Although the IACHR does not have the authority to compel the United States to restrict its greenhouse gas emissions or compensate the Inuit, the petitioners hoped that such a ruling would increase public awareness of the detrimental effects of climate change and alert governments and corporations to their potential liability for global warming. 10 The petitioners also anticipated that a favorable ruling would establish a future legal basis for holding countries, companies, and industries responsible for their greenhouse gas emissions, 11 even inducing a "stream of litigation, somewhat akin to lawsuits against tobacco companies." 12 In a letter dated November 16, 2006, however, the IACHR informed the petitioners that the Commission would not consider the petition because the information it provided was insufficient for making a determination. Sheila Watt-Cloutier, chair of the ICC when the petition was submitted, asked the IACHR for further explanation of its decision and "invited [C]ommission members to visit the Arctic for a hearing 'to provide testimony and documentation on these problems which are seriously affecting Inuit survival.'" 13

On February 1, 2007, the IACHR informed the petitioners that it would hold the March 1 hearing at the OAS in Washington, DC, to address matters raised by the petition without revisiting the petition itself. 14 Despite the disappointment of the petition's rejection, Martin Wagner, attorney for Earthjustice, remarks, "We believe that our petition may have helped educate the Commission concerning the relationship between global warming and human rights, and thus may have contributed to the Commission's desire to investigate the issue.

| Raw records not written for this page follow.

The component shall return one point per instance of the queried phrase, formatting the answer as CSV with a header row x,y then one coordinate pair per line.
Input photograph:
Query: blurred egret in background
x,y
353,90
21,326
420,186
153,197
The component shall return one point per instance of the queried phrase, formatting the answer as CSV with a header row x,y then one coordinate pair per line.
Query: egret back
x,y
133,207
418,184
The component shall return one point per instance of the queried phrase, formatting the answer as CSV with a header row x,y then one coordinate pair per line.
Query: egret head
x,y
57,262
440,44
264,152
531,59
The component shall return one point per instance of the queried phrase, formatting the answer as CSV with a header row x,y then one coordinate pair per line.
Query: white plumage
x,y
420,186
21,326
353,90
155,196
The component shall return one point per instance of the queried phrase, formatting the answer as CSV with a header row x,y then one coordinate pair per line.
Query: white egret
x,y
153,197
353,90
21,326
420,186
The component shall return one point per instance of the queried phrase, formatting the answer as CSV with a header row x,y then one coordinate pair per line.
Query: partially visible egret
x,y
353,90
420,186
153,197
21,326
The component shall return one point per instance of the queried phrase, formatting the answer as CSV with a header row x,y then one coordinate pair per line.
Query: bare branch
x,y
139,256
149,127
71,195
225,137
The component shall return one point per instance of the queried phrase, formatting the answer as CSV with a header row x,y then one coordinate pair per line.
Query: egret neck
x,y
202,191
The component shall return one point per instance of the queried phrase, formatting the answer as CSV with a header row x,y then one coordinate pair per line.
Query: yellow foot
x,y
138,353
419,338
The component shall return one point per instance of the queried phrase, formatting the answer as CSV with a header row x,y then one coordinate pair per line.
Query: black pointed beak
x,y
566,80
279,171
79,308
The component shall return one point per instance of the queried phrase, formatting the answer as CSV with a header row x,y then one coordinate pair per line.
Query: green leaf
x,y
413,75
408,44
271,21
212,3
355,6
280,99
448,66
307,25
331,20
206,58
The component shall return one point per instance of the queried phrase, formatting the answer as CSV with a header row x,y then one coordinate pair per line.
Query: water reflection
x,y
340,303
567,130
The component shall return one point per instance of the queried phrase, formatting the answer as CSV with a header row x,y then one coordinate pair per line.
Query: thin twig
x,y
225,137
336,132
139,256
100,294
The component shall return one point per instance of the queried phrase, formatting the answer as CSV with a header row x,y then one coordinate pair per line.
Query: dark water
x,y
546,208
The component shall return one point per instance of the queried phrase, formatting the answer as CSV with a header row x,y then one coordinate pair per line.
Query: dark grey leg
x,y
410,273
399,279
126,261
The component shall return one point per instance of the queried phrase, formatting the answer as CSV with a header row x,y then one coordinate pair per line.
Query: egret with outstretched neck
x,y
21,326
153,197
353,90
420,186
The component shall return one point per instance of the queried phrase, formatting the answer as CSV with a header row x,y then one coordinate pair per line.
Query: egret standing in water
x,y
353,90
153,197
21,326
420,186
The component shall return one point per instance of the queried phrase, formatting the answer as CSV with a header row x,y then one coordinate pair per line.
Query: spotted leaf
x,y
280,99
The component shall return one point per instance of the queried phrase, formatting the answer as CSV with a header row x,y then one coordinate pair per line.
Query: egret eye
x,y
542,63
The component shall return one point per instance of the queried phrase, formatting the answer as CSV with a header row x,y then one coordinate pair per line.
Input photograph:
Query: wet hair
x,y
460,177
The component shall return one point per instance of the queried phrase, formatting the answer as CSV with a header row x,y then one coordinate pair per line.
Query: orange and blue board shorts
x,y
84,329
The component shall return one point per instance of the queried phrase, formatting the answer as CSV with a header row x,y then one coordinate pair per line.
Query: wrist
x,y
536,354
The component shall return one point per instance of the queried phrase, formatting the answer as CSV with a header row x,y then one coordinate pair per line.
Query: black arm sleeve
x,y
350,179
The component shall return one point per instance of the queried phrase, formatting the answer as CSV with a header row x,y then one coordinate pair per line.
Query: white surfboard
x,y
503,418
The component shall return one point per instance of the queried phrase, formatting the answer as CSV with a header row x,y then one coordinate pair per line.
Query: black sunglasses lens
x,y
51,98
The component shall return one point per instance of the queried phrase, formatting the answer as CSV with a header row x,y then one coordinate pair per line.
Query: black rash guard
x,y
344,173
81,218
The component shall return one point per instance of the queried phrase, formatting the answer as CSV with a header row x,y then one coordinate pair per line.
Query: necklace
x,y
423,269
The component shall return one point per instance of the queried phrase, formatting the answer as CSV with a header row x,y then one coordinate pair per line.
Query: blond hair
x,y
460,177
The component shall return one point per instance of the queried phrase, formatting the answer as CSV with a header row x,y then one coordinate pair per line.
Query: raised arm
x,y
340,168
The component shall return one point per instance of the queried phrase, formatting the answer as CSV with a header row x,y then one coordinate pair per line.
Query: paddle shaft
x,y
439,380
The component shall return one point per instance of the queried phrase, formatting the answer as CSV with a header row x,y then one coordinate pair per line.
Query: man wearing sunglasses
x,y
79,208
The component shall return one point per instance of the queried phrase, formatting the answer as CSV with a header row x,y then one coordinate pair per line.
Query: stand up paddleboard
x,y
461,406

Whatever its genesis, however, this hearing is a very positive step in the direction of recognizing States' obligations to prevent human rights violations resulting from their contribution to global warming." 15 The environmental community now waits to learn whether the hearing will achieve any of the goals of the petition it supplants.

_________________

Endnotes

[1] Letter from Ariel E. Dulitzky, Assistant Executive Secretary, Inter-American Commission on Human Rights, to Sheila Watt-Cloutier, Petitioner (Feb. 1, 2007), available at http://www.earthjustice.org/library/legal_docs/inter-american- commission-on-human-rights-inuit-invite.pdf (last visited Feb. 13, 2007).

[2] See Andrew C. Revkin, Americas: Inuit Climate Change Petition Rejected, N.Y. TIMES, Dec. 16, 2006.

[3] Revkin, id.

[4] Nunatsiaq News, ICC Climate Change Petition Rejected (Dec. 15, 2006), available at http://www.nunatsiaq.com/news/nunavut/61215_02.html (last visited Jan. 29, 2007).

[5] Sheila Watt-Cloutier, Petition to the Inter American Commission on Human Rights Seeking Relief from Violations Resulting from Global Warming Caused by Acts and Omissions of the United States, Dec. 7, 2005, at 7, http://www. ciel.org/ Publications/ICC_Petition_7Dec05.pdf (last visited Jan. 29, 2007).

[6] Nunatsiaq News, supra note 4.

[7] Watt-Cloutier, supra note 5, at 1.

[8] BBC News, Climate Change: The Big Emitters (July 4, 2005), available at http://news.bbc.co.uk/2/hi/science/nature/3143798.stm (last visited Jan. 29, 2007).

[9] Nunatsiaq News, supra note 4.

[10] Donald Goldberg & Martin Wagner, Human Rights Litigation to Protect the Peoples of the Arctic, 98 AM. SOC'Y INTL L. PROC. 227, 229 (2004).

[11] Goldberg & Wagner, id.

[12] Andrew C. Revkin, Eskimos Seek to Recast Global Warming as a Rights Issue, N.Y. TIMES, Dec. 15, 2004.

[13] Nunatsiaq News, supra note 4.

[14] Dulitzky, supra note 1.

[15] E-mail from Martin Wagner, Petitioner, to author (Feb. 14, 2007, 04:20:00 PST) (on file with author).